BerandaTafsir TematikTafsir AhkamGadai dan Legalitasnya dalam Alquran dan Hadis

Gadai dan Legalitasnya dalam Alquran dan Hadis

Dalam bahasa arab, istilah gadai sepadan dengan kata rahn yang merupakan derivasi dari kata رهن – يرهن – رهنا. Secara bahasa, rahn berarti menahan, sebagaimana disebutkan oleh al-Syarif al-Jurjani dalam kitab ­al-Ta’rifat. penggunaan term rahn untuk makna ‘menahan’ terkonfirmasi dalam Alquran surah Almuddatstsir ayat 38:

 { كُلُّ نَفْسٍ بِمَا كَسَبَتْ رَهِينَةٌ }

“Tiap-tiap diri bertanggung jawab atas apa yang telah diperbuatnya

Kata رهينة dalam ayat di atas bermakna مرهونة yang berarti ditahan atau tertahan.

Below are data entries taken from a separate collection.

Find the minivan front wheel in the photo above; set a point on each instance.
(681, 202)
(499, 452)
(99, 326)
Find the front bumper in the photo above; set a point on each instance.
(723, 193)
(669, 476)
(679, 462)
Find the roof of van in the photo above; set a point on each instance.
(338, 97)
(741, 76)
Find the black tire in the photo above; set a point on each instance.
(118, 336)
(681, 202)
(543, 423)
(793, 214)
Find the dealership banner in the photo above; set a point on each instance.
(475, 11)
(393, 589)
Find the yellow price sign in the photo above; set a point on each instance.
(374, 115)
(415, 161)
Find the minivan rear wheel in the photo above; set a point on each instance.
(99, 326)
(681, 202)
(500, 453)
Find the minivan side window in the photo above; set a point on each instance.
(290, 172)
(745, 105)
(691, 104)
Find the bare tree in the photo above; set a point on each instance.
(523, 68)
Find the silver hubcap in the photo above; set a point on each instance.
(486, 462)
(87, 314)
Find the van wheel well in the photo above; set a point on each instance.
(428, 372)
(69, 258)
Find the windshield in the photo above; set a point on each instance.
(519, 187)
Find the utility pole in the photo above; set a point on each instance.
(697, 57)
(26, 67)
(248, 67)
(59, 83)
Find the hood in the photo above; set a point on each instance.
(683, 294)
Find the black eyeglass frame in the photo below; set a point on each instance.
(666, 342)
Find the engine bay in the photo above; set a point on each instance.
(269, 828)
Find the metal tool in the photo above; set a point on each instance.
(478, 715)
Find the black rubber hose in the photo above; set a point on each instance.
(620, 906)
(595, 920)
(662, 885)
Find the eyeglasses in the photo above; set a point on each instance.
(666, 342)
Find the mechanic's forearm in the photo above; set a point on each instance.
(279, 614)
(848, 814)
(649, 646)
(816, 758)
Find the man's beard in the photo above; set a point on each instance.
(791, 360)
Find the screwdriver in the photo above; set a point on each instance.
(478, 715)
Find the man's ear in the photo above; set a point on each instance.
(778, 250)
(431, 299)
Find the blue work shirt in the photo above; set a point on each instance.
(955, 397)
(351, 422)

Ayat di atas mengandung pengertian bahwa di hari kiamat nanti, setiap jiwa akan tertahan di padang mahsyar untuk mempertanggung jawabkan amal perbuatannya di dunia. (Marah Labid li Kasyfi Makna al-Quran al-Majid, Juz 2, 582)

Baca Juga: Tafsir Surah Al Muddassir Ayat 32-41

Secara terminologi, rahn adalah suatu akad atau kontrak dengan menjadikan barang tertentu sebagai jaminan atas hutang atau tanggungan. Jika pada akhirnya, ketika pihak penerima hutang tidak mampu membayar tanggungannya, maka barang jaminan tersebut harus dijual untuk melunasi hutang tersebut. (Tuhfah al-Muhtaj fi Syarh al-Minhaj, Juz 5, 50)

Secara umum, ulama sepakat bahwa akad rahn dilegalkan dalam syariat. Dalam Alquran, legalitas akad rahn atau gadai termaktub dalam Q.S. Albaqarah ayat 283, Allah Swt berfirman:

{وَإِنْ كُنْتُمْ عَلَى سَفَرٍ وَلَمْ تَجِدُوا كَاتِبًا فَرِهَانٌ مَقْبُوضَةٌ}

Dan jika kamu dalam perjalanan sedang kamu tidak mendapatkan seorang penulis, maka hendaklah ada barang jaminan yang dipegang.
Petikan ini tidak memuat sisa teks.